Gene expression is regulated primarily at the transcriptional level	Gene expression is regulated at many levels (epigenetic, transcriptional, post-transcriptional, translational, and post-translational)

Evolution in Action

Alternative RNA Splicing

In the 1970s, genes were first observed that exhibited alternative RNA splicing. Alternative RNA splicing is a mechanism that allows different protein products to be produced from one gene when different combinations of introns (and sometimes exons) are removed from the transcript (Figure 9.23). This alternative splicing can be haphazard, but more often it is controlled and acts as a mechanism of gene regulation, with the frequency of different splicing alternatives controlled by the cell as a way to control the production of different protein products in different cells, or at different stages of development. Alternative splicing is now understood to be a common mechanism of gene regulation in eukaryotes; according to one estimate, 70% of genes in humans are expressed as multiple proteins through alternative splicing.

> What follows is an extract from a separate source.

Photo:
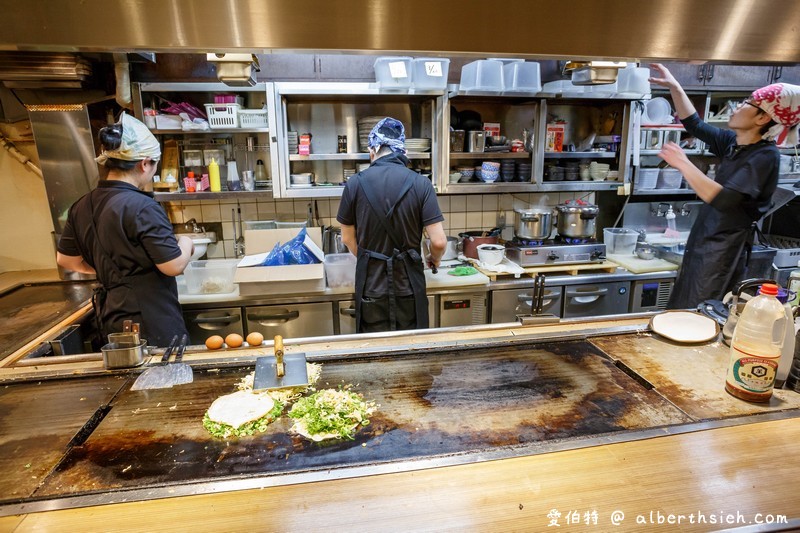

Illustration of segments of pre-mRNA with exons shown in blue, red, orange, and pink. Five basic modes of alternative splicing are generally recognized. Each segment of pre-mRNA can be spliced to produce a variety of new mature mRNA segments; two are shown for each here. In the case of exon skipping, an exon may be spliced out or retained. In the case of mutually exclusive exons, one of two exons is retained in mRNAs after splicing, but not both. In the case of an alternative donor site, an alternative 5' splice junction (donor site) is used, changing the 3' boundary of the upstream exon. In the case of an alternative acceptor site, an alternative 3' splice junction (acceptor site) is used, changing the 5' boundary of the downstream exon. In the case of intron retention, a sequence may be spliced out as an intron or simply retained. This is distinguished from exon skipping because the retained sequence is not flanked by introns. The pink portion is considered an intron when skipped (top) and an exon when included (bottom).

Figure 9.23.

There are five basic modes of alternative splicing. Segments of pre-mRNA with exons shown in blue, red, orange, and pink can be spliced to produce a variety of new mature mRNA segments.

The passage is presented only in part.